The Featured Artists Coalition e “Sweet Sixteen” di Birgit Vanderbeke

Di questi giorni la notizia su “The Independent”, ripresa da varie testate, che alcuni musicisti di rilievo (tra cui il miliardario Robbie Williams) hanno rilasciato una dichiarazione ufficiale secondo la quale non vogliono che vengano perseguite penalmente le persone che scaricano musica da internet a scopi personali, in opposizione alle loro case discografiche che invece cercano solo di alzare continuamente il tiro della repressione e della criminalizzazione degli scaricatori in rete. Forse si inizia a capire che chi scarica 100 non comprerebbe comunque mai 100 ma solo 4, non perché “meschino” o tirchio ma perché, semplicemente, non c’è la disponibilità economica di acquistare 100, ma solo il tempo per ascoltarlo. Ascoltare 100 e comprare 4 significa ascoltare molto per poi fare una scelta. Amare un gruppo non significa cmq solo comprare un cd ma molto altro: andare a un concerto, comprare una t-shirt, un’edizione speciale o limitata di qualcosa, oppure regalare qualcosa a qualcuno. Per quanto la fascia di mercato di acquisto adolescenziale sia sempre più importante come volumi, questo non significa che le risorse economiche siano infinite, ma solo che la loro volontà di spesa è forse più facilmente influenzabile di altre attraverso la pubblicità. La possibilità di scaricare musica da internet supplisce in effetti all’asfissia provocata da una martellante pubblicità di pop ripetitivo che vorrebbe poche cose a grandi volumi.
Perfettamente in sintonia con questa consapevolezza e ribellione ai propri padroni espressa da The Featured Artists Coalition quello che si suole definire “un piccolo libro” di un’autrice tedesca (ex DDR), Birgit Vanderbeke, di cui è stato pubblicato in Italia un finto saggio “Sweet Sixteen” dal minuscolo editore Del Vecchio, edizioni ancora davvero minuscole che però, in questo caso, giocano bene le proprie carte pubblicando un volume che induce davvero a riflessione. Il protagonista, un sociologo, descrive un fenomeno (per ora inesistente) di “fuga da casa” da parte di una serie di ragazzi nel giorno del loro sedicesimo compleanno. Per tutti una fuga progettata in sordina ma ben pianificata, per riunirsi ipoteticamente ad altri evasi in qualche squat di Berlino. Evasione da che? Dalla pressione pubblicitaria, dal consuming system, da valori antichi che si sono sbrindellati sotto il rullo compressore della storia, dalla realtà non abbastanza virtuale.
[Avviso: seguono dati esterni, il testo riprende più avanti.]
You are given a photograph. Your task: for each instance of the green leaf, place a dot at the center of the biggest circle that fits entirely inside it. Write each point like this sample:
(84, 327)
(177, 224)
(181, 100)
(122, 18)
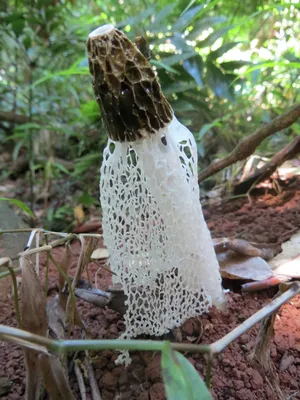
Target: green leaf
(205, 23)
(222, 50)
(19, 204)
(182, 381)
(186, 18)
(232, 65)
(158, 24)
(194, 66)
(161, 65)
(179, 87)
(138, 19)
(176, 58)
(220, 83)
(210, 40)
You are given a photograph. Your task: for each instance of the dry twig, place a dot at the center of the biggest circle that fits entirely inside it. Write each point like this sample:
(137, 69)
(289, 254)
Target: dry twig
(247, 145)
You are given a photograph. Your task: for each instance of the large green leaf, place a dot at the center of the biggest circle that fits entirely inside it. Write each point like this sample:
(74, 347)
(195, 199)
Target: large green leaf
(19, 204)
(182, 381)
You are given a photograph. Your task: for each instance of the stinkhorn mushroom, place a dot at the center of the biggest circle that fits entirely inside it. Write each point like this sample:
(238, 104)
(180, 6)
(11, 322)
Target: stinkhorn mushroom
(159, 245)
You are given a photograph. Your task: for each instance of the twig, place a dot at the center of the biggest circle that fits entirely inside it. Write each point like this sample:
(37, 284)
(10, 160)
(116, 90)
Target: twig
(44, 344)
(6, 262)
(208, 371)
(288, 152)
(93, 382)
(247, 145)
(80, 381)
(30, 239)
(221, 344)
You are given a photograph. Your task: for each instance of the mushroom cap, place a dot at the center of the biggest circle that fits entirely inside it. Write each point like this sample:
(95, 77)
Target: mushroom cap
(126, 87)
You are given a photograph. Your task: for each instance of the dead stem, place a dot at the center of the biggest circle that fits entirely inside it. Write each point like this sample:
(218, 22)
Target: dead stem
(80, 380)
(221, 344)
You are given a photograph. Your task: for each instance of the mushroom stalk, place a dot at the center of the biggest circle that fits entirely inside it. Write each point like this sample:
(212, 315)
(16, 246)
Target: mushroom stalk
(160, 248)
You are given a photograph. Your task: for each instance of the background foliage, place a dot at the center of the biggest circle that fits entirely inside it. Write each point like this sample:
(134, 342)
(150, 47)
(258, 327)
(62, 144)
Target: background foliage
(226, 67)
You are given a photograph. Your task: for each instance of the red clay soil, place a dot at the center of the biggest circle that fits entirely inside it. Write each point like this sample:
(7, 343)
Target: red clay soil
(270, 219)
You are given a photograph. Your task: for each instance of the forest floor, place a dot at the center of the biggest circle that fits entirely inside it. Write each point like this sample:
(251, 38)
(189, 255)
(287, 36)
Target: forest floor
(268, 219)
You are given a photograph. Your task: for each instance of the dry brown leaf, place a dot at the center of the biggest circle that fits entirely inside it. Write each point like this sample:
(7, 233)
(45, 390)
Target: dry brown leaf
(65, 265)
(79, 214)
(34, 320)
(237, 266)
(56, 318)
(261, 353)
(246, 248)
(290, 250)
(290, 269)
(54, 378)
(100, 254)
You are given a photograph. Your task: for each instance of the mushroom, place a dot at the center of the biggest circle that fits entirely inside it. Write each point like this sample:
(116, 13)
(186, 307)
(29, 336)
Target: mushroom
(160, 248)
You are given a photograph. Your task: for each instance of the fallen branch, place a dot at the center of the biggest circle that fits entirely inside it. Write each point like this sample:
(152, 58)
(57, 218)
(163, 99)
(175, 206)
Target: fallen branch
(288, 152)
(247, 145)
(59, 347)
(13, 118)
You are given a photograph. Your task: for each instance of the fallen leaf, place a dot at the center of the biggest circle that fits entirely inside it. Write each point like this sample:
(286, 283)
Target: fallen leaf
(34, 320)
(5, 386)
(237, 266)
(246, 248)
(100, 254)
(54, 378)
(79, 213)
(290, 269)
(290, 250)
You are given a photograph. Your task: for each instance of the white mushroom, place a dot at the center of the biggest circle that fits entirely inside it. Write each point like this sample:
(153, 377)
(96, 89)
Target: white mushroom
(159, 245)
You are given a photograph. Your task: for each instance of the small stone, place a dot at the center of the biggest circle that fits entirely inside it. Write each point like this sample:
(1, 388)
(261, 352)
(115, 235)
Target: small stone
(188, 327)
(153, 371)
(157, 392)
(125, 396)
(109, 381)
(238, 384)
(123, 378)
(144, 396)
(257, 380)
(107, 395)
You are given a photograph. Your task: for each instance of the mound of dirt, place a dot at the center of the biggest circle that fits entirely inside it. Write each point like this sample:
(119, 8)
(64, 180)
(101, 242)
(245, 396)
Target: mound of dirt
(269, 219)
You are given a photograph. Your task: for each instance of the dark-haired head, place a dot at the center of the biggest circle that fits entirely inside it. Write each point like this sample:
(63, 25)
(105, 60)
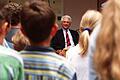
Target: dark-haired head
(37, 20)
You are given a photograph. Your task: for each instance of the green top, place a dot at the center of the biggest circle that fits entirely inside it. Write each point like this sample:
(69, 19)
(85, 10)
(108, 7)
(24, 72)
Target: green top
(10, 68)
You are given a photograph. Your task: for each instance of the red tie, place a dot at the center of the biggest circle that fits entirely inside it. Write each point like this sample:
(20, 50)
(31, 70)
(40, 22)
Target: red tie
(67, 38)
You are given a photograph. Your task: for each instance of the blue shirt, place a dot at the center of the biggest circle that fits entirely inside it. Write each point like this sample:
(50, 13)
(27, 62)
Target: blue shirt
(41, 63)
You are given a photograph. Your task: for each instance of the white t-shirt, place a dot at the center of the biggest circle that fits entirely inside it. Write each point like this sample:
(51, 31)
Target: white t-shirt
(79, 63)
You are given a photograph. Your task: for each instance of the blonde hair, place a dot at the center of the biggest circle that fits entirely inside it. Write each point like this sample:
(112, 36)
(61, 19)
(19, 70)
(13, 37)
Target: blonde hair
(89, 20)
(107, 54)
(66, 16)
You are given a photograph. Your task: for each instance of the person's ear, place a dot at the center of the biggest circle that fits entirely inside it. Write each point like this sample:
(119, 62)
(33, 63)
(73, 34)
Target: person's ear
(54, 30)
(4, 28)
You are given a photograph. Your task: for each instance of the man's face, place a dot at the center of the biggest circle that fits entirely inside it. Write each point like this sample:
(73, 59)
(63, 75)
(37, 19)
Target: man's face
(66, 23)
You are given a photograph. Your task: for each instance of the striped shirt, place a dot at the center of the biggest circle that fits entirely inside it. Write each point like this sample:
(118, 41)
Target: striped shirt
(42, 63)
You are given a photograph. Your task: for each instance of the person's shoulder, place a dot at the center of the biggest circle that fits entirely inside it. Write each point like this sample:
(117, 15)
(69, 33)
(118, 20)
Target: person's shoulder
(11, 53)
(64, 66)
(74, 31)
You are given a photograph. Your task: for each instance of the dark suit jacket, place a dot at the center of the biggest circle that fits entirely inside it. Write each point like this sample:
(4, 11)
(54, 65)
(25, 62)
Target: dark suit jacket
(58, 41)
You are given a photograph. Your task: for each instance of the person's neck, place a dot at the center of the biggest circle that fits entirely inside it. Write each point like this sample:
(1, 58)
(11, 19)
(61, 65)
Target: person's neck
(45, 43)
(1, 40)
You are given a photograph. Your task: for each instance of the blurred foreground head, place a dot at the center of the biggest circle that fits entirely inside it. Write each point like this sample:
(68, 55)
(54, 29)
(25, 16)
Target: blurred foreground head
(107, 55)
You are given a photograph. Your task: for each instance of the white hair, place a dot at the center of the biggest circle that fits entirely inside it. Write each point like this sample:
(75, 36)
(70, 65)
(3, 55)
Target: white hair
(66, 16)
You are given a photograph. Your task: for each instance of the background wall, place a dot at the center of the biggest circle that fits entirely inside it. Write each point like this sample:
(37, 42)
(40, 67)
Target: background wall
(76, 8)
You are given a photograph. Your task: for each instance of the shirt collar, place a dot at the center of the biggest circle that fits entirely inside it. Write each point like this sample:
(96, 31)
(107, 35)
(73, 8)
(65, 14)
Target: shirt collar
(39, 48)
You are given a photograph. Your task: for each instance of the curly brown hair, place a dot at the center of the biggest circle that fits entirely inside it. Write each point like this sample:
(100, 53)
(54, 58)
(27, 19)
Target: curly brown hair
(107, 54)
In opposizione, il loro mondo web di cui i genitori non sanno e non capiscono nulla, che demonizzano per paura di perdita di controllo. Allora meglio la virtualità gioco-realtà giapponese, i manga e altri rituali di giovane pseudo socialità in rete. Un romanzo spiazzante e fastidioso, che asciuga il mio rimpianto di non avere figli. Ma al di là della poca plausibilità del fatto che un così largo numero di ragazzini possa davvero sparire nel nulla, sia pure a Berlino, è davvero affascinante questa ipotesi di rigetto di modelli, e la necessità totalizzante di rivendicare di essere diversi e poter fare delle scelte non condizionate da nessuno. Pensiamoci.